2.6. Prediction of cis-Acting Regulatory Elements in Promoter Regions

The genomic sequences of the 2.0 kbp upstream of the coding sequence (CDS) region of each PnPR-1 gene were extracted from the P. nigrum genome assembly. The promoter regions of each PR1 gene were scanned for the presence of functional motifs using Softberry (http://www.softberry.com/berry.phtml?topic=case_study_plants&no_menu=on, accessed on 30 January 2021) and New PLACE (https://www.dna.affrc.go.jp/PLACE/?action=newplace, accessed on 30 January 2021) [33].

3. Results

3.1. Genome-Wide Identification and Analysis of P. nigrum PR-1 Genes

Eleven potential PnPR-1 gene candidates were obtained from the genome-wide analysis in comparison with the A. thaliana PR genes. The number of exons in each PnPR-1 gene is one except in Pn2.357, which has two exons. The basic information of the PnPR-1 genes including the protein sequence length, isoelectric points and molecular weight are listed in Table 1. The length of the PnPR-1 proteins ranged from 127 to 357 amino acid residues with a molecular weight ranging from 14.38 to 38.49 kDa. The theoretical isoelectric point (pI) data categorized the majority of the PnPR-1 proteins into basic except Pn21.1032 and Pn36.35 that were acidic. The extreme acidic or basic properties can contribute to distinct functions of each PnPR-1 gene. Five gene loci for PnPR-1 were distributed in the P. nigrum genome scaffold 23. Furthermore, the signal peptide regions and cleavage sites were also identified in all of the PnPR-1 protein sequences except Pn11.1637 and Pn31.171 (Table 2). All of the PnPR-1 genes that were mapped to scaffold 23 had the same signal peptide cleavage positions in between the 24th and 25th amino acids.

Table 1.

Sequence characteristics and physio-chemical properties of the PR-1 proteins in Piper nigrum.

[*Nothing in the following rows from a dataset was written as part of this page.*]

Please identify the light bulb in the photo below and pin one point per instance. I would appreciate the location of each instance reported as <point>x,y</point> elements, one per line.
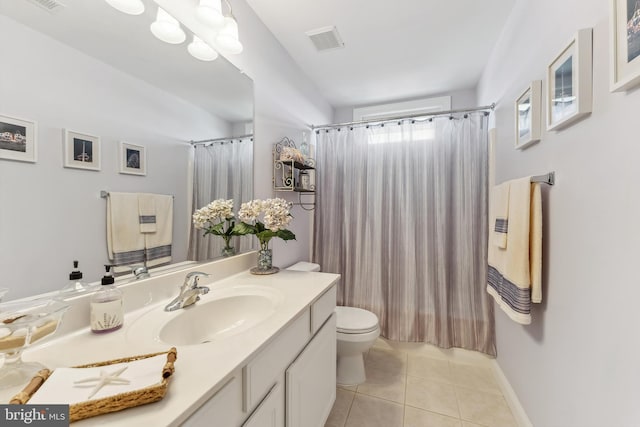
<point>210,13</point>
<point>200,50</point>
<point>227,38</point>
<point>167,28</point>
<point>130,7</point>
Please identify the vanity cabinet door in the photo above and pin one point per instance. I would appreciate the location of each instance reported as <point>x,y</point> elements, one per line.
<point>270,413</point>
<point>311,380</point>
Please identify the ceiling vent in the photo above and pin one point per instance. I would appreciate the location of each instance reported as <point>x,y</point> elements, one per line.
<point>326,38</point>
<point>52,6</point>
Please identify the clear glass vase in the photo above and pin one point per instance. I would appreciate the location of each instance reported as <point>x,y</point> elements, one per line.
<point>265,263</point>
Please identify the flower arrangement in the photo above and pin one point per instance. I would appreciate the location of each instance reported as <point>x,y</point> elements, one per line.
<point>275,217</point>
<point>217,218</point>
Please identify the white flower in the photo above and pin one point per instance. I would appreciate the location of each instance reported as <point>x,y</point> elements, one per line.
<point>215,212</point>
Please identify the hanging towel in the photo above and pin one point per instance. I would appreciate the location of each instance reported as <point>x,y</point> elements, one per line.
<point>514,277</point>
<point>158,244</point>
<point>501,223</point>
<point>147,212</point>
<point>125,243</point>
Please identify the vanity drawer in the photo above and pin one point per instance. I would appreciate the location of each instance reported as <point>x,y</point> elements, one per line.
<point>322,308</point>
<point>261,373</point>
<point>223,409</point>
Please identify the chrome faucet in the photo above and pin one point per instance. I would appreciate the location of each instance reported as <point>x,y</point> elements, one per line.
<point>140,271</point>
<point>189,292</point>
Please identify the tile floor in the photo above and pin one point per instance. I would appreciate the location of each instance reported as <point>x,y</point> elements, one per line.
<point>419,385</point>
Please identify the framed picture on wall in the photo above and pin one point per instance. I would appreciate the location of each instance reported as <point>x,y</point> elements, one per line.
<point>625,44</point>
<point>81,151</point>
<point>569,82</point>
<point>133,159</point>
<point>17,139</point>
<point>528,115</point>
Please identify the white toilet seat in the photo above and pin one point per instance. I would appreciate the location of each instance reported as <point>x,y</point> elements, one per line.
<point>352,320</point>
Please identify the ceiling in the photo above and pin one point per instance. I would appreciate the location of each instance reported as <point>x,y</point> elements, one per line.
<point>393,49</point>
<point>125,42</point>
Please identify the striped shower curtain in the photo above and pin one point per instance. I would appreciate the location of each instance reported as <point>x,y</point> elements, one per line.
<point>401,214</point>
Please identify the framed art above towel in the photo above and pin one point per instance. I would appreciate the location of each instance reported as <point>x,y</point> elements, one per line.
<point>133,159</point>
<point>528,117</point>
<point>81,151</point>
<point>625,45</point>
<point>569,82</point>
<point>17,139</point>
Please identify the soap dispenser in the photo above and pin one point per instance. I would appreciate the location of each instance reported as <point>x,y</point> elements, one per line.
<point>107,313</point>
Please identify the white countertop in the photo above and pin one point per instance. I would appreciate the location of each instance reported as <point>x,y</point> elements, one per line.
<point>200,369</point>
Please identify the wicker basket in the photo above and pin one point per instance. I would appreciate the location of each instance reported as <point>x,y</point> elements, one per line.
<point>115,403</point>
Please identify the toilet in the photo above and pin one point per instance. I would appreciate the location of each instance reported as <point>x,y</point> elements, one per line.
<point>357,330</point>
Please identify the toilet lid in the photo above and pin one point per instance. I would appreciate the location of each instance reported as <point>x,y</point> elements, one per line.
<point>351,320</point>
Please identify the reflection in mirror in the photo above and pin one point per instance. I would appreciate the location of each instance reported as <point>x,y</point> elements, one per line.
<point>91,69</point>
<point>223,169</point>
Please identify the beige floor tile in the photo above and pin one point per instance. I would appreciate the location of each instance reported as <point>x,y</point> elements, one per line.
<point>348,387</point>
<point>383,384</point>
<point>394,362</point>
<point>475,376</point>
<point>426,367</point>
<point>341,407</point>
<point>432,396</point>
<point>484,408</point>
<point>414,417</point>
<point>367,411</point>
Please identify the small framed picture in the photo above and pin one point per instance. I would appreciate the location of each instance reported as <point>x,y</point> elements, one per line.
<point>528,117</point>
<point>81,151</point>
<point>625,44</point>
<point>569,85</point>
<point>133,159</point>
<point>17,139</point>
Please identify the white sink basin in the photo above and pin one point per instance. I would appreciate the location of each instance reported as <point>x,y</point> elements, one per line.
<point>219,314</point>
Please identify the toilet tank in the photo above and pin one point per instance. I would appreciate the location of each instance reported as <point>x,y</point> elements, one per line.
<point>304,266</point>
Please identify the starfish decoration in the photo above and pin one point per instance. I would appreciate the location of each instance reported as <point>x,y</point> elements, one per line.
<point>104,379</point>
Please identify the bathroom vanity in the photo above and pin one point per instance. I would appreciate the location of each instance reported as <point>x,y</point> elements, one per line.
<point>276,366</point>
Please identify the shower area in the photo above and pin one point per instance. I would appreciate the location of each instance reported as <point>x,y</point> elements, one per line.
<point>402,214</point>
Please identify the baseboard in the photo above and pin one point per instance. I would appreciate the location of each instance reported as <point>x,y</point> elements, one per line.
<point>510,396</point>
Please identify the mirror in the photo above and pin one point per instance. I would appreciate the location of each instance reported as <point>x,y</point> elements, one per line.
<point>86,68</point>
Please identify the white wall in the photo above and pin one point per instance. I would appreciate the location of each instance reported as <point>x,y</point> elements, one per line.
<point>286,103</point>
<point>577,364</point>
<point>50,215</point>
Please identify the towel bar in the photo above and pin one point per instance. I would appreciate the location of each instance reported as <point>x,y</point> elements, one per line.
<point>548,178</point>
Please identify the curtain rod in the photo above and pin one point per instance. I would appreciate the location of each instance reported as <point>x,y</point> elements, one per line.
<point>205,141</point>
<point>412,116</point>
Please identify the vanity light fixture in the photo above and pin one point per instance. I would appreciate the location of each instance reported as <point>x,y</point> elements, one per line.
<point>167,28</point>
<point>201,50</point>
<point>227,38</point>
<point>130,7</point>
<point>210,13</point>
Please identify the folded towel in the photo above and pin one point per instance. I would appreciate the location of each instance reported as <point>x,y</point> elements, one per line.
<point>158,244</point>
<point>125,243</point>
<point>147,212</point>
<point>514,279</point>
<point>500,203</point>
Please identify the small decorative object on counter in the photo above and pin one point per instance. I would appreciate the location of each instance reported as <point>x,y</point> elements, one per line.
<point>275,217</point>
<point>23,324</point>
<point>217,218</point>
<point>72,385</point>
<point>107,313</point>
<point>76,285</point>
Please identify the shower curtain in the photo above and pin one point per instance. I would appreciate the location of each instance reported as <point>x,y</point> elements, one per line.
<point>401,214</point>
<point>220,171</point>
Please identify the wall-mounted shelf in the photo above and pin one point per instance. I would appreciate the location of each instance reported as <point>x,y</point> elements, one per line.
<point>289,174</point>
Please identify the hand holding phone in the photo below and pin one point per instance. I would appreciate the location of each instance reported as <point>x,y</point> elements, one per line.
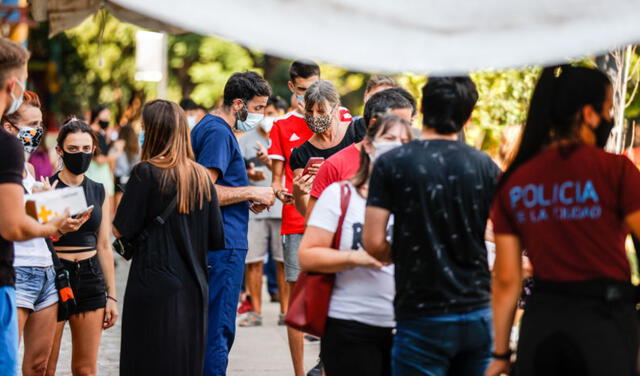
<point>85,213</point>
<point>313,165</point>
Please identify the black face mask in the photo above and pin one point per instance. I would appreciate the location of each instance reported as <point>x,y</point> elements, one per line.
<point>77,163</point>
<point>603,131</point>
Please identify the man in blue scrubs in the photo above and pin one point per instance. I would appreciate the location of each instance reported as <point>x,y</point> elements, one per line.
<point>216,148</point>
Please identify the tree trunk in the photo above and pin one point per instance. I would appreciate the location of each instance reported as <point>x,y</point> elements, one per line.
<point>616,65</point>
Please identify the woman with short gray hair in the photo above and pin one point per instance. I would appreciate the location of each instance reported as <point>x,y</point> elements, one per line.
<point>330,135</point>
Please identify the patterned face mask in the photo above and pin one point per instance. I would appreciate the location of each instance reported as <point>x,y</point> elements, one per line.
<point>30,137</point>
<point>319,124</point>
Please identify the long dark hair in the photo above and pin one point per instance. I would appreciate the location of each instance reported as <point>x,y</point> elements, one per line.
<point>167,145</point>
<point>381,126</point>
<point>131,143</point>
<point>555,109</point>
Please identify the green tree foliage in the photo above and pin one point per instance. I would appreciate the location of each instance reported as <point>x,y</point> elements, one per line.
<point>503,100</point>
<point>200,65</point>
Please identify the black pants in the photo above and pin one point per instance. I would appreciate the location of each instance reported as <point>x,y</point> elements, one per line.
<point>564,334</point>
<point>351,348</point>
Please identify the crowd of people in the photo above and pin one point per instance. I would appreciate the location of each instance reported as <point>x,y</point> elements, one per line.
<point>428,238</point>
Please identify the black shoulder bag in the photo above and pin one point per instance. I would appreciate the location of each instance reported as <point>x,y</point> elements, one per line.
<point>66,299</point>
<point>126,247</point>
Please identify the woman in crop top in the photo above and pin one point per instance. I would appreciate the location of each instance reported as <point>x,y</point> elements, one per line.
<point>86,255</point>
<point>36,294</point>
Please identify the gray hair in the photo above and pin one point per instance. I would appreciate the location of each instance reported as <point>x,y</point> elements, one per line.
<point>319,92</point>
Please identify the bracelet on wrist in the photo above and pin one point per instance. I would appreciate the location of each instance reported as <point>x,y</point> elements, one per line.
<point>502,356</point>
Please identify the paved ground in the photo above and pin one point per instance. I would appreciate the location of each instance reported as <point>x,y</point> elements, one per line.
<point>257,351</point>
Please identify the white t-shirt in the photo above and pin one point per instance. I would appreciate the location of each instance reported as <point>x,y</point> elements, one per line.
<point>34,252</point>
<point>360,294</point>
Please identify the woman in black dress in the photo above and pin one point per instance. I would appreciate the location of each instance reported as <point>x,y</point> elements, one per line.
<point>165,302</point>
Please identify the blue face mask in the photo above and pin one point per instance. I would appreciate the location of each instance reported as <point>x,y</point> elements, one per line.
<point>250,122</point>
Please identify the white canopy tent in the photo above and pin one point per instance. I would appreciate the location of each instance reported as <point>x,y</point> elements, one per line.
<point>420,36</point>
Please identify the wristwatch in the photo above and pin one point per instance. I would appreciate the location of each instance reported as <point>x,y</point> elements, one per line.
<point>502,356</point>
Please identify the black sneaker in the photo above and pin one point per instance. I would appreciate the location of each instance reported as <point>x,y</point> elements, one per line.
<point>317,370</point>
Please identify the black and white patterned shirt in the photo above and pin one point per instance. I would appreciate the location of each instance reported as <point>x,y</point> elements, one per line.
<point>440,193</point>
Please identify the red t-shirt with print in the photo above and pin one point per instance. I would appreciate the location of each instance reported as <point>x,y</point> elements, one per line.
<point>288,133</point>
<point>339,167</point>
<point>567,205</point>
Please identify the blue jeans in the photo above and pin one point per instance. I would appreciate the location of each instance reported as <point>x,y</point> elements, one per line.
<point>458,344</point>
<point>35,287</point>
<point>8,331</point>
<point>226,271</point>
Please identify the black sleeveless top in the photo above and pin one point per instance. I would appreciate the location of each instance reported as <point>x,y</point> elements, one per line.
<point>87,235</point>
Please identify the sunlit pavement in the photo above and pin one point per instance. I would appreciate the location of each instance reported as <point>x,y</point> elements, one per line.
<point>257,351</point>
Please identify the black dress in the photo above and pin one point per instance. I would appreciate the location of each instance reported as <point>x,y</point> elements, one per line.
<point>165,302</point>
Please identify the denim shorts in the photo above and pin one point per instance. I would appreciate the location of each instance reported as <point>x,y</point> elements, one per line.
<point>8,331</point>
<point>290,245</point>
<point>35,287</point>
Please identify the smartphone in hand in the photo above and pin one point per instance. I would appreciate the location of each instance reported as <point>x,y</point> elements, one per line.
<point>86,212</point>
<point>313,161</point>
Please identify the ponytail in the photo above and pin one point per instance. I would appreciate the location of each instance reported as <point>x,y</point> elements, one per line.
<point>555,111</point>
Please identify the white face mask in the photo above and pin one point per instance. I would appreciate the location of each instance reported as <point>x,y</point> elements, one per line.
<point>383,147</point>
<point>267,123</point>
<point>252,121</point>
<point>17,102</point>
<point>191,120</point>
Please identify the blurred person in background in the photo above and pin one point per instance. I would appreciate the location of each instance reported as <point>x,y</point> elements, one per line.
<point>194,111</point>
<point>102,166</point>
<point>264,228</point>
<point>126,151</point>
<point>375,84</point>
<point>86,255</point>
<point>164,314</point>
<point>43,165</point>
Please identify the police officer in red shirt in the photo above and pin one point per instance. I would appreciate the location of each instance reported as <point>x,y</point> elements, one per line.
<point>571,205</point>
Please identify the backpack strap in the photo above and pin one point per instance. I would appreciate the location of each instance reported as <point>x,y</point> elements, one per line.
<point>345,198</point>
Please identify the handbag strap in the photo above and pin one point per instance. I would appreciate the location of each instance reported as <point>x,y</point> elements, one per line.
<point>162,218</point>
<point>57,264</point>
<point>345,198</point>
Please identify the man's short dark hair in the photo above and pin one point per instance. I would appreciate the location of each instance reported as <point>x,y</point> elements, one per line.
<point>382,102</point>
<point>12,56</point>
<point>408,97</point>
<point>303,69</point>
<point>245,86</point>
<point>378,80</point>
<point>447,103</point>
<point>278,102</point>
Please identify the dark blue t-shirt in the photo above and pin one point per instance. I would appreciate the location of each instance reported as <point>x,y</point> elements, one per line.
<point>216,146</point>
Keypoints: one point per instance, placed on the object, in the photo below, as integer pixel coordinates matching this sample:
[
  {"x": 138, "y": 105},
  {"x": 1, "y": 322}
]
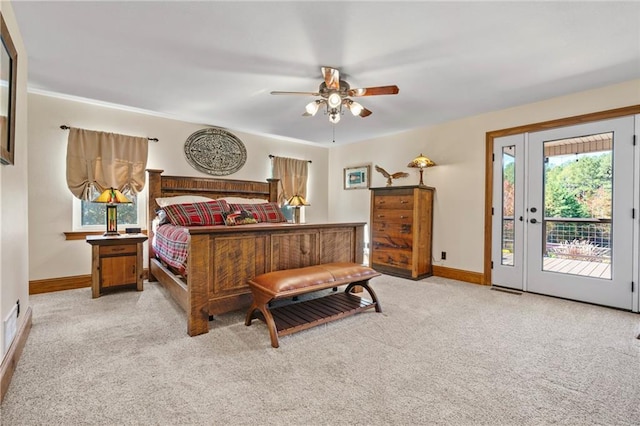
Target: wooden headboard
[{"x": 169, "y": 186}]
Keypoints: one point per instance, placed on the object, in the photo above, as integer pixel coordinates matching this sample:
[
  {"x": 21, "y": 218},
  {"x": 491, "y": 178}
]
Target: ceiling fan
[{"x": 335, "y": 93}]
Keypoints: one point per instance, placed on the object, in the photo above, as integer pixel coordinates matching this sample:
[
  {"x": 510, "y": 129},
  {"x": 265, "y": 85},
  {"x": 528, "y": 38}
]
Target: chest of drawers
[{"x": 401, "y": 230}]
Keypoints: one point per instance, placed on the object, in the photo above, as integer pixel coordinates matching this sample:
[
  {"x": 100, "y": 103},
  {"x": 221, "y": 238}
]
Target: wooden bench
[{"x": 291, "y": 283}]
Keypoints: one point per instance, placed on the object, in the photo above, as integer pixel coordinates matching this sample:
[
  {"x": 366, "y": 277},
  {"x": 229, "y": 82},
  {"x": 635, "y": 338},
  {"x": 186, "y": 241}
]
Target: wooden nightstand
[{"x": 115, "y": 261}]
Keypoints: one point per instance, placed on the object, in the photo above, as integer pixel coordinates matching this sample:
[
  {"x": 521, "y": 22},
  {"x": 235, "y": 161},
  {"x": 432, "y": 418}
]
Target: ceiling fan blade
[
  {"x": 365, "y": 113},
  {"x": 331, "y": 77},
  {"x": 373, "y": 91},
  {"x": 296, "y": 93}
]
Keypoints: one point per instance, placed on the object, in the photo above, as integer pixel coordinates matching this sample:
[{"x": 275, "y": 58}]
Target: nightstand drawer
[{"x": 118, "y": 250}]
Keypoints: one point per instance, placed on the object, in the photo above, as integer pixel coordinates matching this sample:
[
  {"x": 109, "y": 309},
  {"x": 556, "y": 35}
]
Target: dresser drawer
[
  {"x": 396, "y": 258},
  {"x": 395, "y": 216},
  {"x": 404, "y": 202},
  {"x": 392, "y": 229},
  {"x": 118, "y": 250}
]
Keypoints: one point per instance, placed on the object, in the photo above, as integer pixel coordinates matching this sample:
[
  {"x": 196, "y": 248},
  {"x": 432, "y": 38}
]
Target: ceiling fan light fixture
[
  {"x": 334, "y": 100},
  {"x": 312, "y": 107},
  {"x": 355, "y": 107},
  {"x": 334, "y": 116}
]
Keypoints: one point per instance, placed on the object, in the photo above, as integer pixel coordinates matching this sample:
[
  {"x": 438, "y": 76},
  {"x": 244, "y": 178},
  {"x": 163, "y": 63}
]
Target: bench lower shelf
[{"x": 310, "y": 313}]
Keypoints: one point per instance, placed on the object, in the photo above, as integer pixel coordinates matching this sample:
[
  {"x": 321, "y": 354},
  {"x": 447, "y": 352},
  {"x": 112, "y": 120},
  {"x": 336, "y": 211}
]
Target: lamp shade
[
  {"x": 297, "y": 201},
  {"x": 420, "y": 162},
  {"x": 112, "y": 196}
]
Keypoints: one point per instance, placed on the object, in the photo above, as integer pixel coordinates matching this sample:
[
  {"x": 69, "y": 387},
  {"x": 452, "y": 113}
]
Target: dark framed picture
[
  {"x": 357, "y": 177},
  {"x": 8, "y": 85}
]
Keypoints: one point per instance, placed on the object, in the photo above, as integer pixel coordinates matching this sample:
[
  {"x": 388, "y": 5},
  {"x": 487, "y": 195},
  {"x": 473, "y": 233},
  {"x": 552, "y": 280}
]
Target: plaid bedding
[{"x": 170, "y": 246}]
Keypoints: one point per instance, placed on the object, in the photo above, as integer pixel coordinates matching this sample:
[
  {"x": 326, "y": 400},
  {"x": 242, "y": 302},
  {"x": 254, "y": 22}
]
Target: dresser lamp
[
  {"x": 421, "y": 162},
  {"x": 296, "y": 202},
  {"x": 112, "y": 197}
]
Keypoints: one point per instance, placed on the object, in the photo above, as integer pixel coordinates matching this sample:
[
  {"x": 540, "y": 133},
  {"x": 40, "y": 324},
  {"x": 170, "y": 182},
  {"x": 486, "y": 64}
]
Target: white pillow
[
  {"x": 240, "y": 200},
  {"x": 181, "y": 199}
]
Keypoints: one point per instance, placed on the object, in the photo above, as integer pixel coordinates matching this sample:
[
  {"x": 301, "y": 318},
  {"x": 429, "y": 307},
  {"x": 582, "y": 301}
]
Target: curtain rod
[
  {"x": 273, "y": 156},
  {"x": 65, "y": 127}
]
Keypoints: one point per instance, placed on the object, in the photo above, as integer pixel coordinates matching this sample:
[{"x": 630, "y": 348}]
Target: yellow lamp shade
[
  {"x": 297, "y": 201},
  {"x": 112, "y": 196}
]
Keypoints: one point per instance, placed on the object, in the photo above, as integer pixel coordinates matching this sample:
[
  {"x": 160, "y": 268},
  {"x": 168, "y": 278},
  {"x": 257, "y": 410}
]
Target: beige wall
[
  {"x": 51, "y": 202},
  {"x": 14, "y": 260},
  {"x": 458, "y": 148}
]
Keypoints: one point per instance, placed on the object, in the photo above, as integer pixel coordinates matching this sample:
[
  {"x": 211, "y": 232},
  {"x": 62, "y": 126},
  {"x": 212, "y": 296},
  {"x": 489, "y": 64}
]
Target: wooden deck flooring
[{"x": 574, "y": 267}]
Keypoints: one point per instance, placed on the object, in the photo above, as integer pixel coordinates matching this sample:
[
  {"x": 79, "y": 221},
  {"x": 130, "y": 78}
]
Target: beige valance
[
  {"x": 99, "y": 160},
  {"x": 293, "y": 175}
]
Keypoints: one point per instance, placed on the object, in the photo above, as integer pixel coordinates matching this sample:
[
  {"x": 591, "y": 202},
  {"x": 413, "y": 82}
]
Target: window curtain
[
  {"x": 293, "y": 177},
  {"x": 98, "y": 160}
]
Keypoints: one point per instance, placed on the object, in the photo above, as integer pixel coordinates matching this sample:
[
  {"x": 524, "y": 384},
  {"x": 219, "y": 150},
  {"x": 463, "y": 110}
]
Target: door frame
[{"x": 528, "y": 128}]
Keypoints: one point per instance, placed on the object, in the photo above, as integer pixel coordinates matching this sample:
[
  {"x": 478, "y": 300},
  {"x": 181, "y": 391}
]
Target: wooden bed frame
[{"x": 222, "y": 259}]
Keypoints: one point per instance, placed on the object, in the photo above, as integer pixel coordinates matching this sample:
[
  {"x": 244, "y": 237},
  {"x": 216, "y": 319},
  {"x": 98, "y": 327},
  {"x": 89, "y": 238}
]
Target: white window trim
[{"x": 142, "y": 216}]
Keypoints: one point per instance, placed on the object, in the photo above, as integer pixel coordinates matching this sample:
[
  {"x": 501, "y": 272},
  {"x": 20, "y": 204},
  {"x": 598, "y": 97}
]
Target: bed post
[
  {"x": 273, "y": 189},
  {"x": 154, "y": 191}
]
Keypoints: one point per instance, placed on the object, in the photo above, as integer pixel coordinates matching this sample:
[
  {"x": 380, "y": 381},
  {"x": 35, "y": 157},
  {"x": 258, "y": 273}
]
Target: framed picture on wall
[
  {"x": 8, "y": 84},
  {"x": 357, "y": 177}
]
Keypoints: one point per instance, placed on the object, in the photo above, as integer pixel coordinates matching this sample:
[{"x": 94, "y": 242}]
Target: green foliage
[
  {"x": 95, "y": 213},
  {"x": 581, "y": 188}
]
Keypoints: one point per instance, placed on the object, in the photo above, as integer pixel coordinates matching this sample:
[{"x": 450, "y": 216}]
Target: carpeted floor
[{"x": 442, "y": 352}]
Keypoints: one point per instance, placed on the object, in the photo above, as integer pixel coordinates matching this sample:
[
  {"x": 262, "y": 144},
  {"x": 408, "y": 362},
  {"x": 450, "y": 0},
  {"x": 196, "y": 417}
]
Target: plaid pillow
[
  {"x": 197, "y": 214},
  {"x": 263, "y": 212}
]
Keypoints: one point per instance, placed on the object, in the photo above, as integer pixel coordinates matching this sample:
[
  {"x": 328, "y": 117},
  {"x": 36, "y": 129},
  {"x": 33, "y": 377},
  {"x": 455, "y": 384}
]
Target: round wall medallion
[{"x": 215, "y": 151}]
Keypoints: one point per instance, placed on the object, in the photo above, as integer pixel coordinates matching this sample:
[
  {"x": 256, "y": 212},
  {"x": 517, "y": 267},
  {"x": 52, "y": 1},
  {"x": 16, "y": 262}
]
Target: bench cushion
[{"x": 291, "y": 282}]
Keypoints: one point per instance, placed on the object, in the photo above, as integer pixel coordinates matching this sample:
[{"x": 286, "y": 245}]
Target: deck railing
[{"x": 569, "y": 238}]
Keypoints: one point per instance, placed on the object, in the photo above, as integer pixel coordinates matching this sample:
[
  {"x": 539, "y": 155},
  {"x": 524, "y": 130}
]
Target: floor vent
[{"x": 506, "y": 290}]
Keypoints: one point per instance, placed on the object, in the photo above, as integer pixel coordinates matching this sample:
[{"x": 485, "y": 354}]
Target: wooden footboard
[{"x": 223, "y": 259}]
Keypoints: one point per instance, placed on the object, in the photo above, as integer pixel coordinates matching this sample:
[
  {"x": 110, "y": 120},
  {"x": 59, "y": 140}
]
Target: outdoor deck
[
  {"x": 578, "y": 267},
  {"x": 574, "y": 267}
]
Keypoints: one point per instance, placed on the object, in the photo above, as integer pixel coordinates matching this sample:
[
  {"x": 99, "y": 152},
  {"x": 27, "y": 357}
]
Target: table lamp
[
  {"x": 112, "y": 197},
  {"x": 420, "y": 162}
]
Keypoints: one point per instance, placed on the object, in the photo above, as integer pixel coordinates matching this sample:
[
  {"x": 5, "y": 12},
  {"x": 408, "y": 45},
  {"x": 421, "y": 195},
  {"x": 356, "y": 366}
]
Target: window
[{"x": 89, "y": 216}]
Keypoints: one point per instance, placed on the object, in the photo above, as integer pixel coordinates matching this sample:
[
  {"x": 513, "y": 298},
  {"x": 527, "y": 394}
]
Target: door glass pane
[
  {"x": 508, "y": 203},
  {"x": 578, "y": 181}
]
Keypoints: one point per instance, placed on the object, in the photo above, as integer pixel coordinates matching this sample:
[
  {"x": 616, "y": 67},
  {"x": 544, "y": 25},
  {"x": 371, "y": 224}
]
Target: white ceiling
[{"x": 215, "y": 63}]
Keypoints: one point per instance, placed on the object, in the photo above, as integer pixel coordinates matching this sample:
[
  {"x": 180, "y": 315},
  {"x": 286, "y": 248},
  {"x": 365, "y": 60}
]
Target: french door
[{"x": 563, "y": 222}]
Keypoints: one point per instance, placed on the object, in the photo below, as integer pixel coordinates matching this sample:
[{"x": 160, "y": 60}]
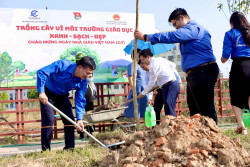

Genome CDS Id	Genome Scaffold No.	Exon No.	Start	Stop	Strand	Protein Length (AA)	Molecular Weight (kDa)	Theoretical pI
Pn2.460	Pn23	1	1315655	1316146	−	155	17.09488	4.82	Acidic
Pn2.459	Pn23	1	1320928	1321419	−	192	21.91361	5.8
Pn2.433	Pn23	1	1493563	1494054	−	168	18.35074	7.58	Basic
Pn2.357	Pn23	2	2226595	2229193	−	127	14.37881	7.62
Pn2.340	Pn23	1	2402850	2403341	−	185	19.80756	9.1
Pn21.1032	Pn3	1	3202437	3202904	+	163	17.85002	9.15
Pn31.171	Pn15	1	26854949	26855332	−	163	17.87807	9.3
Pn36.35	Pn25	1	5754975	5755553	−	163	17.88005	9.3
Pn11.1637	Pn4	1	33322945	33323502	−	176	19.63337	9.37
Pn8.549	Pn8	1	25779763	25780269	−	163	17.96421	9.44
Pn14.1312	Pn14	1	5932334	5932864	+	357	38.49596	11.3

Table 2.

Signal peptide region detected from the PnPR-1 proteins.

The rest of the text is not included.